La
lunga stagione della privatizzazione in Italia ha inizio alla fine
degli anni 80, con la svendita del patrimonio industriale pubblico
(primo atto del paladino della UE, Romano Prodi come presidente
dell’IRI), l’ affermazione della cosiddetta flessibilità del lavoro
(legge 24 giugno 1997, n. 196, governo Prodi I) fino alle
privatizzazioni su vasta scala, dalle telecomunicazioni, alle ferrovie,
l’energia elettrica, ecc.. ma anche settori come la sanità e la scuola
non sono stati risparmiati e oggi, i danni di questa politica sono
lampanti e sotto gli occhi di tutti.
Nonostante
sia evidente ormai anche ai meno attenti, crediamo sia bene mettere in
fila le leggi, i numeri e i mandanti politici di questo disastro, per
non ritrovarci, quando tutto ciò sarà passato, a pensare che tutto torni
come prima impunito, senza che le colpe e le responsabilità siano
chiare e definite.
Il declino del SSN ha le sue radici in 2 riforme operate da 2 governi di centro sinistra.
Il
D.L. 502/92 e il D.L. 517/93, primo governo Amato e governo Ciampi,
sanciscono il cambio di funzione della sanità privata, mettendola di
fatto sullo stesso piano di quella pubblica e pongono le basi della
gestione regionale. Nascono le ASL, vere e proprie aziende pubbliche
dotate di autonomia organizzativa, e si da il via alla concorrenza tra
strutture sanitarie pubbliche e private.
Con
la riforma del titolo V della Costituzione del 2001, governo Amato II,
viene sancita la definitiva regionalizzazione della sanità, operazione
che rende evidentemente disomogenea la strutturazione della sanità tra i
diversi territori.
Dopo
una fase di relativa quiete è nel periodo successivo alla crisi del
2008 che l’attacco al SSN diventa manifesto e i finanziamenti alla spesa
sanitaria vengono derubricati dall’agenda politica dei vari governi.
La
fondazione Gimbe lo scorso ottobre ha pubblicato il rapporto annuale
che ha come obiettivo quello di “analizzare entità e trend del
definanziamento pubblico del SSN nell’ultimo decennio (2010-2019) al
fine di diffondere la consapevolezza che tutti i Governi hanno
contribuito al progressivo indebolimento della più grande opera pubblica
mai costruita”.
Dal
2010 al 2019 la promessa dei vari governi aveva assicurato una crescita
della spesa sanitaria tra l’ 1.5 e 1.6% ma di fatto in questi 9 anni la
spesa è cresciuta complessivamente di soli 8.8 miliardi (un aumento
quindi di circa lo 0.9%).

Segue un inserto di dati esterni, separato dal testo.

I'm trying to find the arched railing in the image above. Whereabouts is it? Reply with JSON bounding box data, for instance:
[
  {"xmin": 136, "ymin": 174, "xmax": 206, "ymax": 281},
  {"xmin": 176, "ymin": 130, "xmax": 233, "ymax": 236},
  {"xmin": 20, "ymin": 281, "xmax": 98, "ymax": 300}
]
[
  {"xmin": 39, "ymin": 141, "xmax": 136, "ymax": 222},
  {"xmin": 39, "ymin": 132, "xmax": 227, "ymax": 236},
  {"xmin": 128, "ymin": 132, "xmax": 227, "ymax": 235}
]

Se si conta poi che la crescita del tasso di
inflazione medio nel decennio è stato del 1.07%, si capisce bene che
l’aumento assoluto dell’investimento è in realtà un progressivo taglio
della spesa, e un complessivo disinvestimento nel settore pubblico, in
linea con le direttive europee generali di svendita di tutto il settore
pubblico.
Si
tratta di un disinvestimento complessivo di 37 miliardi che i governi
avevano promesso a più riprese e che si sono poi “persi” nelle varie
opere di propaganda elettorale (vedi gli 80 euro di Renzi) o in
spostamento di budget verso altri capitoli di spesa piu proficui.
Il
primo governo a “puntare” il SSN è stato quello tecnico: nel dicembre
2012 il ministro Balduzzi dichiara senza proferire obiezioni, una
sottrazione di 25 miliardi di euro (diventati poi 30) al SSN per far
fronte ai buchi lasciati dalle manovre finanziarie degli anni precedenti
2010-2012.
Nelle
manovre finanziarie dal 2014 al 2018, i governi PD (Letta, Renzi e
Gentiloni) sottraggono complessivamente 28,1 miliardi di euro promessi
per il finanziamento del servizio sanitario e mai stanziati. Il primo
governo Conte nonostante avesse dichiarato di voler invertire la rotta
ha tagliato ulteriori 600 milioni nella finanziaria 2019.
Si
potrebbe obbiettare che i governi dell’ultimo decennio si sono dovuti
confrontare con le dinamiche macroeconomiche sfavorevoli conseguenti
alla crisi del 2008, ma confrontando i dati sul finanziamento dei
sistemi sanitari di altri paesi nello stesso periodo, lo scenario
italiano risulta comunque tra i più allarmanti.
“Nel
2016, stando agli ultimi dati Istat disponibili, la Germania destinava
alla Sanità il 165% di fondi pubblici in più di noi (con il 35% in più
di abitanti), la Francia il 90% in più (con il 9,8% in più di abitanti) e
la Gran Bretagna il 66% in più (con l’8% in più di abitanti). In
pratica mentre noi spendevamo 1.844 euro ad abitante, la Francia ne
spendeva 3.201, la Germania 3.605 e la Gran Bretagna 2.857” (leggi qui).
Se
dal 2009 al 2018 la crescita percentuale media nella spesa sanitaria
dei paesi OCSE si è attestata al 37 %, la media italiana è stata del 10
%: in sostanza solo Lussemburgo (-13%) e Grecia (-29%) hanno fatto
peggio di noi.
Questi
dati generali aiutano a comprendere l’affanno – per usare un eufemismo –
con cui il SSN sta affrontando l’emergenza Covid-19. La fragilità
dell’ex “sistema sanitario migliore del mondo”, svilito dai
disinvestimenti perenni e dalla conseguente razionalizzazione al ribasso
del personale, dei beni e dei servizi, delinea lo scenario emergenziale
odierno costituito da un’insufficienza di personale medico, di posti
letto negli ospedali (passati da 6,2 per mille abitanti nel 1996 a 3,07
oggi), di servizi di emergenza e di terapia intensiva (8,58 ogni 100
mila abitanti di oggi contro i 12,5 del 2012).
Correre
ai ripari oggi significa richiamare medici in pensione, aumentare i
turni di lavoro del personale sanitario, accelerare l’entrata in
servizio degli specializzandi, chiedere solidarietà ai Paesi che la
possono dare (guarda caso gli unici Paesi con un sistema pubblico
forte). Ma correre ai ripari vuol dire anche ammettere che anni e anni
di politiche di privatizzazione non hanno portato a un sistema più
efficiente, anzi, hanno messo le basi per essere incapaci oggi, di
gestire l’emergenza sanitaria.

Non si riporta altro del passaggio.